Now turn to the International Court of Justice at The Hague where Israel has fought charges of genocide. Genocidal comments by Netanyahu (“Amalek”) and Defense Minister Galant (“animals”) upon the outbreak of hostilities with Hamas failed to trigger concern in Israel’s intelligence institutions regarding international judicial consequences. Nor did the incitement of a host of additional and lesser ministers and officials (nuclear threats, transfer threats, mass murder threats, settlement and ‘transfer’ plans for the Strip as late as January 28) prompt calls for the prime minister to constrain his extremist supporters. 

Now Israel has been branded for the foreseeable future as suspect of genocidal intentions. Where was Israeli intelligence?

Indeed, where IS Israeli intelligence? Neither Hamas leader Yihya Sinwar’s location nor his intentions are known. Constant IDF assessments that only military pressure will soften Sinwar regarding hostage release have no obvious foundation in facts on the ground. Rocket salvoes have still been launched toward Israel from Gazan silos under the IDF’s nose. With a handful of exceptions, the hostages still cannot be found. 

It emerges that Israel went into this war without a viable intelligence collection infrastructure in the Strip. Tactical intelligence has recovered.
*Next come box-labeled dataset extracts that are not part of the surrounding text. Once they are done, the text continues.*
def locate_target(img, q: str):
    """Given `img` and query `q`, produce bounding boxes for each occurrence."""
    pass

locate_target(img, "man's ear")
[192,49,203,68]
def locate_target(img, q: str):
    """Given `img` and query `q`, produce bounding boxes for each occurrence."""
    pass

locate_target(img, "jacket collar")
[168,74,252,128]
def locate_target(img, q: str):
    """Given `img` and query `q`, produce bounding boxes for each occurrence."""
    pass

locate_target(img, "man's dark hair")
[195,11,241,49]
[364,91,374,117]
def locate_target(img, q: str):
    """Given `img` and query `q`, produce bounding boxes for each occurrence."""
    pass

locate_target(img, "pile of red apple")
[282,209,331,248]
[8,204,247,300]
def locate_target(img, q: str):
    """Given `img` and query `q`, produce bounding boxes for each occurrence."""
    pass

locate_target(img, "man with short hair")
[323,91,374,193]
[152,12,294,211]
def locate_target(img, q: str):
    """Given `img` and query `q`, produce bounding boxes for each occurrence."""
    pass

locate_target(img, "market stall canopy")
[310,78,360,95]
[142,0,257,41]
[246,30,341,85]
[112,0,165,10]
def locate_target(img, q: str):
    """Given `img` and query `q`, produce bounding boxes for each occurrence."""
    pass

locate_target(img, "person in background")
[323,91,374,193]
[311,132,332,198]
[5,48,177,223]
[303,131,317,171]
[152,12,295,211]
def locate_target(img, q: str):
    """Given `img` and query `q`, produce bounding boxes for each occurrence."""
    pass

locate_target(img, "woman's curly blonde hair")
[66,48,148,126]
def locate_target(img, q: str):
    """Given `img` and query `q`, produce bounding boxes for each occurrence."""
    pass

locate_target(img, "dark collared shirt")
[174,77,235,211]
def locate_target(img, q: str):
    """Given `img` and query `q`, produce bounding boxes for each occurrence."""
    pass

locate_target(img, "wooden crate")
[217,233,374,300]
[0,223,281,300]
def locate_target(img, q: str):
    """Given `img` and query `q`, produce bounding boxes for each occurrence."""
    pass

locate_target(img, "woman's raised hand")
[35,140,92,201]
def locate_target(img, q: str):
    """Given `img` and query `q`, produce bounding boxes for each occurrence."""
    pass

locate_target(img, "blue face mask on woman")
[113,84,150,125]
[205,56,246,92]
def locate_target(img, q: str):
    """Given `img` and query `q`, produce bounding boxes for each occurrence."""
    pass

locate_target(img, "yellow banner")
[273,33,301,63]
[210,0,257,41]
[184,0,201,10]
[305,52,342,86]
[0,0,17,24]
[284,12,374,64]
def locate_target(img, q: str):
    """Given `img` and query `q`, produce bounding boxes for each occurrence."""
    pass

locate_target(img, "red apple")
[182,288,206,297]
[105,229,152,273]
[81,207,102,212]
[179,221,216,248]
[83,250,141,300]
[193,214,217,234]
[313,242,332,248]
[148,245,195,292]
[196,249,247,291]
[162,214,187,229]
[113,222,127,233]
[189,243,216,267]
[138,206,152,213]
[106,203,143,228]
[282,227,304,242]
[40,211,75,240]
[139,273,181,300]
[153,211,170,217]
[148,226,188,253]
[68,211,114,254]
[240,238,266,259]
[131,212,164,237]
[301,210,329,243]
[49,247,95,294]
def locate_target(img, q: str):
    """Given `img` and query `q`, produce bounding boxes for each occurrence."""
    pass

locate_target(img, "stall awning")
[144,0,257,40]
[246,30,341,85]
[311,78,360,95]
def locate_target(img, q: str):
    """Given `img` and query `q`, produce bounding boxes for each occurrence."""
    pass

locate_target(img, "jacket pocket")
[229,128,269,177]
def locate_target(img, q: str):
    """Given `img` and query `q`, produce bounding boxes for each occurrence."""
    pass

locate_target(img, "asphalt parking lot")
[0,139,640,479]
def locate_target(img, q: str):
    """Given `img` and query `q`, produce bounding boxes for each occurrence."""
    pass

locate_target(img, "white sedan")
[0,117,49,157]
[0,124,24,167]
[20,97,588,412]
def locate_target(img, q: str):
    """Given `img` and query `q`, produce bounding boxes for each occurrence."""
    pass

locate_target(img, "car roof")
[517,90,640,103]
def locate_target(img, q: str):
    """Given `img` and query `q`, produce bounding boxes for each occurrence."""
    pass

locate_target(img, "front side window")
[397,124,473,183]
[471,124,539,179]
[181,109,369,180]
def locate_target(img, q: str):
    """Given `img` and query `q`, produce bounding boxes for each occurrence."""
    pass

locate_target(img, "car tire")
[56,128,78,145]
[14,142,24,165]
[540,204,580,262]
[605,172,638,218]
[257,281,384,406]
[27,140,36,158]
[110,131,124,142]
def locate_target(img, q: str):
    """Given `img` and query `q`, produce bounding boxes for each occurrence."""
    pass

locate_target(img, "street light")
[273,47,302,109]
Yet strategically, Israel appears to have far more comprehensive coverage of Iran and the West Bank than it does of Gaza.

Q. Was IDF Intelligence right about anything?

A. IDF Intelligence warned before October 7 that Israel should be prepared for aggression by a coalition of Islamist actors guided by Iran and acting in concert: Hezbollah, Hamas, the Houthis and a variety of pro-Iran militias. But this threat was considered unlikely because both Hamas and Hezbollah were deterred by Israel. 

Intelligence was right about Hezbollah, which has thus far responded to the Israel-Hamas war with low-level warfare only. Indeed, the anticipated Iran-led multi-front Islamist attack has barely materialized. Moreover, in the day-to-day fighting in Gaza and Lebanon and in locating tactical targets like Salah Arouri in Beirut and Hamas terrorists in a Jenin hospital in the West Bank, the IDF, Mossad and Shin Bet have been superb.

Q. Bottom line?

A. The IDF has fought well in the Gaza Strip. Sound Israeli security institutions have compensated for intelligence failings. As we just witnessed with the Rafah hostage rescue, tactical intelligence has recovered. The heads of IDF Intelligence and the Shin Bet have accepted responsibility for the mistakes leading up to October 7 and have effectively committed to resign once the fighting ends, thereby reinforcing their current credibility.  In sharp contrast, Prime Minister Netanyahu has evaded all calls for his resignation or even for some indication that he recognizes his responsibility for setting the tone for all the intelligence failures.

After the fiasco of October 1973 and the ensuing Yom Kippur War, Israel’s intelligence establishment underwent significant reform, including the early-warning echelon. Yet on October 7 it failed again. Now we shall witness yet more reforms--undoubtedly well thought out and useful. Yet the danger of intelligence surprise will never go away. 

Still, intelligence aside, it is the sickness that has saturated the entire Israeli political establishment that is far more worrisome: the sickness that created ‘economic peace’ in the face of Israel’s most fundamental existential realities. The Gaza War offers an object lesson in the link between bad political leadership and bad strategic intelligence.